First of all, I'm not responsible for other people post. Don't attribute their positions to me.

As for would I like to see children banned from flying? Yes, but it's hardly likely to happen and certainly hasn't happened yet, at least in the US. As for making a judgment regarding an entire class of passengers, that class is parents of young children, not the children. They are the ones who bring on young children who are incapable of exercising volitional control over their behavior.

My argument is simple - rather than arguing for a rather unfair exclusion that most of us agree the airlines will never actually make into policy, someone who knows that air travel always includes the potential for other passengers who are annoying might be better served by preparing in ways within their own control to minimize the annoyance.
I am prepared. There is no way to minimize the annoyance of the humungous lap child that kicked me seat continuously Friday on what was, fortunately, a short flight. There is not way to minimize the annoyance of the ice-pick-in-an-eye of shrieking children and crying babies, both in the terminal and on-board. And before you say, "Noise cancelling headphones or earplugs," noise cancelers don't block human speech (including young human noise), and with ear plugs I can't listen to music, which is how I pass the time on flights. The simple fact remains that it is the parents of disruptive children who impose on everyone else, and not the other way around.
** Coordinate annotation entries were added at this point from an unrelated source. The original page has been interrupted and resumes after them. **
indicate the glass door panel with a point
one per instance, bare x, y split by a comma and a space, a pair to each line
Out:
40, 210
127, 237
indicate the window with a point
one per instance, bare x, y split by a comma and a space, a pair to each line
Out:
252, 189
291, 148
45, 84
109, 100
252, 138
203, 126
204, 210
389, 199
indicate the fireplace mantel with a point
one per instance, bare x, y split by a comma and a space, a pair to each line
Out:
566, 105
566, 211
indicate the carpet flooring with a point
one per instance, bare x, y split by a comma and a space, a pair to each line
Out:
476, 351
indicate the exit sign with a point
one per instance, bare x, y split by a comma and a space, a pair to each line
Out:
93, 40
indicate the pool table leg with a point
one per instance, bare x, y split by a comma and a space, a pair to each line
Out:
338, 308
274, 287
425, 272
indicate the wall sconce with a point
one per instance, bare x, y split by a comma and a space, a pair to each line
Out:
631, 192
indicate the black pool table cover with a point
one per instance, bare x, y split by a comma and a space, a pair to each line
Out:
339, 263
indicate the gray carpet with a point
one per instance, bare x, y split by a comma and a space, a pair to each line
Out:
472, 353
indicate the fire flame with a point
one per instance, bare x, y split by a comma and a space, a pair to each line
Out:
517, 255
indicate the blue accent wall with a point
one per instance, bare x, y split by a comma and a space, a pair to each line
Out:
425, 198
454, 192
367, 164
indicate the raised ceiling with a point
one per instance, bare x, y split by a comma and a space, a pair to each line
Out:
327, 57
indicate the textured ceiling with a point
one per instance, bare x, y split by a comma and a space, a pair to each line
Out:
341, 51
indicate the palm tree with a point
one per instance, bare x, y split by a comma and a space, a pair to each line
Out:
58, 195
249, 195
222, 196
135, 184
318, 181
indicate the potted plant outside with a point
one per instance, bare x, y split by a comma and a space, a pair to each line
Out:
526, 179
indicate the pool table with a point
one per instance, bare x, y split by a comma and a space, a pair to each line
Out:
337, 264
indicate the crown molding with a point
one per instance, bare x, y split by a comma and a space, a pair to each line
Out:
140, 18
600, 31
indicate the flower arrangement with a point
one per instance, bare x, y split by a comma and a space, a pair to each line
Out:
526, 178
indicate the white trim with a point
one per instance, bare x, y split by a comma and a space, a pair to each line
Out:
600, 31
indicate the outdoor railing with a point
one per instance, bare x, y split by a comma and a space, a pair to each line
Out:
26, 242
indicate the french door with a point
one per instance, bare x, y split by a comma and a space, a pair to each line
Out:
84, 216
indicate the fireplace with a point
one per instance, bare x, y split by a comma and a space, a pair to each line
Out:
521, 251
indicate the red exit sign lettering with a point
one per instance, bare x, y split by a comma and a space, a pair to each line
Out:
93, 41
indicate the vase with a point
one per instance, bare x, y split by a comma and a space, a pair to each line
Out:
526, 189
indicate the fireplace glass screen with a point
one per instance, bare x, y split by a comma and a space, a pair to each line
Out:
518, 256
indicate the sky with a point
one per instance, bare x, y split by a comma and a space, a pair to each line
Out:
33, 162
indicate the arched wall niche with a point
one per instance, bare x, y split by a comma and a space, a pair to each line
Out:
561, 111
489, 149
No one says, "ignore the belligerent drunk." I can't imagine why anyone thinks, "ignore disruptive children" is any more appropriate.
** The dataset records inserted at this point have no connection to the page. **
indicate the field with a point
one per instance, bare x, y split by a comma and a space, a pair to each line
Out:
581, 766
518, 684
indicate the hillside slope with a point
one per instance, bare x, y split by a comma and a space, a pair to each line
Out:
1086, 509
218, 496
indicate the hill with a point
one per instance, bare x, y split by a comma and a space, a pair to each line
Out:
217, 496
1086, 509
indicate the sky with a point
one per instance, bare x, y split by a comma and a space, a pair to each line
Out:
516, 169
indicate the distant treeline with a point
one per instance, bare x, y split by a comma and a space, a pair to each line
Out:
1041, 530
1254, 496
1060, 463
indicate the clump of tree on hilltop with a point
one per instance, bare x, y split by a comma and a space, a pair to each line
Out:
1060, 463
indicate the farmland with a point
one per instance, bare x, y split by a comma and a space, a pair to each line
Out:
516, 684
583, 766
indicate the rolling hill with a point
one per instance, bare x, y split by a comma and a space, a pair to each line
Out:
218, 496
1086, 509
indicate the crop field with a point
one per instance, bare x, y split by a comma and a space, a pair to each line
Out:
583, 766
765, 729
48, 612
What you're still missing the point on is that YOU are being painfully inconsiderate by suggesting that parents who bring their children on flights are ignorant of the impact they have on those around them.
They're not ignorant of the impact on others. They just don't care. How would you feel about the belligerent drunk who says, "I'm know I'm a disruptive a$$hole when I drink, and I'm really aware of the impact it has on others. But I'll drink to excess anyway."
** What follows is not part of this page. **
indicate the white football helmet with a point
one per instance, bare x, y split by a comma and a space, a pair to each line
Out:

Rather, most parents I know are painfully aware of this, and as a result often choose to drive to destinations when they can - spending days stuck in a car just to get to the beach for a weekend or something similar.
That is EXACTLY what my parents did. I didn't set foot on a plane until I was 8 years old. Somehow, we managed to take vacations, see relatives, etc. This was also back when people dressed up to fly and the only air rage ever seen was Bill Shatner's episode on The Twilight Zone.

Perhaps YOU should consider that for every dozen families doing that, there's going to be one you encounter on a plane that is going overseas for some reason, or needs to get somewhere and back quickly due to an emergency or work constraints, or any number of other reasons.
I do consider that. I always accommodate people, with or without children, flying for emergencies, and also parents who have adopted children overseas and are bringing them home, etc. I do not, however, believe that emergencies are 1 in 12 of disruptive families -- probably more like 1 in 100.

Trust me, those folks don't want to have to put up with the looks people like you give them any more than you want to put up with the possibility that some kid may make some noise for a little while within your shared metal tube.
Sorry, but I do not equate having to put with the glares of irritated with passengers, with those passengers having to experience the cause of the irritation. Going back to the belligerent drunk analogy, I'm sure he feels pretty bad the following day.

That doesn't remove the fact that they need to get somewhere at a certain time, just like the rest of us, and they should be able to do just that if they are willing to pay for it.
And they can do it. However, as I said, that doesn't mean I'm not going to regard those parents who bring disruptive children on board as selfish and inconsiderate. Just because someone CAN do something doesn't mean they SHOULD do it.

And all that is even before I get to the point about how these families shouldn't need to justify their air travel by situations where an emergency or schedule demands it - it's also perfectly okay for them to fly, y'know, just because they WANT to.
As I said, emergencies are emergencies and I always always lend a hand to my fellow human beings in an emergency. As for it being okay to engage in discretionary flying with children, I respectfully disagree. It's allowed; it's not okay.

In any event, I think you for a thoughtful and respectful discussion. All too often these discussions turn ugly with name-calling on both sides. I appreciate your perspective and the way you've presented it.